The Remanent of an Army
In John Keay’s epic "When Men and Mountains Meet: The Explorers of the Western Himalayas 1820-1875" there is mentioned a certain meeting between Raja Gulab Singh (The future Maharaja Gulab Singh of Jammu and Kashmir) and the British Governor of Punjab who’s name I cannot recall. It was sometime in 1842. And it was in Shimla. It was in the times of the Great Game.
After the traditional exchange of greetings between the two men, who didn't seem to be too fond of each other, they sat down. Raja Gulab Singh started the conversation. He said he had bad news coming from the side of Afghanistan. It seemed that the Sun had been eclipsed. The Great British Army of the Indus had been annihilated and only one person out of over 20,000 had made it back to safety into British territory. The Britisher looked up at the Raja of the Dogras, and without twitching an eyelid said that Raja Sahib I too have bad news for you. These come from the Trans Himalayan region of Tibet. Your General Zorawar Singh and his Army on its way to conquer Lhasa had been all killed in an engagement with a joint Chinese-Tibetan force and a few remnants of the Dogra Army had managed to make their way to the British Garrison in Almora. It seemed that the Moon too had been eclipsed, Raja Sahib.

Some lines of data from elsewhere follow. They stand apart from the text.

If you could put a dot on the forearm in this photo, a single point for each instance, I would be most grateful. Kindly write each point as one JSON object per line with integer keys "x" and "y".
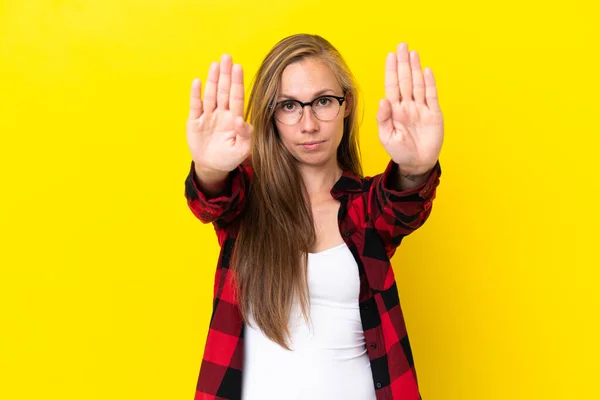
{"x": 404, "y": 181}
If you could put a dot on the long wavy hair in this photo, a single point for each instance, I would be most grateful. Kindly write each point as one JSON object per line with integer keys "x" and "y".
{"x": 277, "y": 229}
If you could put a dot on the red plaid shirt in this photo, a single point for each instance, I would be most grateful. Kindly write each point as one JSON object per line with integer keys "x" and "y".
{"x": 373, "y": 220}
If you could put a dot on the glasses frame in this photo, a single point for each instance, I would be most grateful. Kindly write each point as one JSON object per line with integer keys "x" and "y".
{"x": 341, "y": 100}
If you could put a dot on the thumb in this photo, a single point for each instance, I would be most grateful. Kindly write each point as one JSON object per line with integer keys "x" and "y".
{"x": 384, "y": 114}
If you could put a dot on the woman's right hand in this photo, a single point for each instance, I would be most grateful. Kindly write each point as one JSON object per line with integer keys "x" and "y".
{"x": 217, "y": 135}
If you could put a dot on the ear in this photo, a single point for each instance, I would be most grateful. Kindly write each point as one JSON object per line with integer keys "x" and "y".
{"x": 347, "y": 105}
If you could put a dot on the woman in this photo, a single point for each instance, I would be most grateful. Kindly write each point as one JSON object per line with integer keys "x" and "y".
{"x": 305, "y": 301}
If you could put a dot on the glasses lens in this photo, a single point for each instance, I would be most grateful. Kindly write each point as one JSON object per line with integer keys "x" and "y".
{"x": 288, "y": 112}
{"x": 326, "y": 108}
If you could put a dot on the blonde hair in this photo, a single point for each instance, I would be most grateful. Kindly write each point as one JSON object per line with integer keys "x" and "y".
{"x": 277, "y": 228}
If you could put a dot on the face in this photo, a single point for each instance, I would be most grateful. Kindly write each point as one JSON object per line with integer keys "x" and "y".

Raja Gulab Singh had often retorted to the British that his (Sikh Kingdom) was a Moon in front of the Sun that the British Empire was. But for the time being both seemed eclipsed.

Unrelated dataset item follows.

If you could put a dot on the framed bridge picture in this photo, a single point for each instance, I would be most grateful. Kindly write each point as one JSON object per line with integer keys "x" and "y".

Whether both men were already aware of the happenings on either side of the Himalayas as they sat that day in Shimla is anyone’s guess. Both were tough Military men, being Generals in the most powerful Armies on the sub-continent were not me who would let go of their emotions. The Great Army of the Indus, of the powerful British had been all but massacred by the Afghans and on the other side the powerful Dogras led by General Zorawar Singh had met a similar fate at the hand of the Tibetans. It was a great set back to both parties and revenge was already on the cards.

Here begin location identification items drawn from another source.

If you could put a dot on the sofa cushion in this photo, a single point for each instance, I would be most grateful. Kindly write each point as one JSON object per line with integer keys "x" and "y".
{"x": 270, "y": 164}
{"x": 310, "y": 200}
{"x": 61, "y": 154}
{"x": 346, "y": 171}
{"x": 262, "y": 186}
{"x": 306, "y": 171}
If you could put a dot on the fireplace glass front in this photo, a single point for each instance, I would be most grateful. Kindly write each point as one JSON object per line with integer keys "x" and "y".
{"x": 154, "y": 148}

It is often said that the achievements of General Zorawar Singh were overlooked by historians of that time as they were focused on the events in Afghanistan as the First Anglo Afghan battle was underway and even after winning the initial Battles and in control of Kabul they could not hold the Afghans under control for long. Kabul proved too much for the British to handle And in the beginning of January 1942 they decided to evacuate Kabul and crossover the Hindu Kush into friendly territory across the Khyber. The whole British enterprise into Afghanistan through Sikh territory was the fear of the Afghan Rulers getting an alliance with the Russians who were seen as actively trying to undermine British interest in Afghanistan like they had done in Persia.
The only surviving member of the Army of the Indus, was the assistant Surgeon William Brydon who was immortalised in this classical Painting by Elizabeth Butler called the “Remnant of an Army” as he trudged on his tired horse with the Fort of Jalalabad in sight. It is said that the Horse died as soon as he was put into a stable. Dr.Brydon also survived by sheer good fortune although a part of skull was sheared off by an Afghan sword but he had stuffed a Magazine in his hat to keep his head warm in the freezing snowbound Passes of the Hindu Kush. The Magazine took the brunt of that Afghan sword swipe and hence the Doctor survived. The only survivor of the Army of the Indus.
The painting is dated January 13, 1942.
PS: There were other survivors but they emerged later as they were rescued by successive punitive Missions by the British.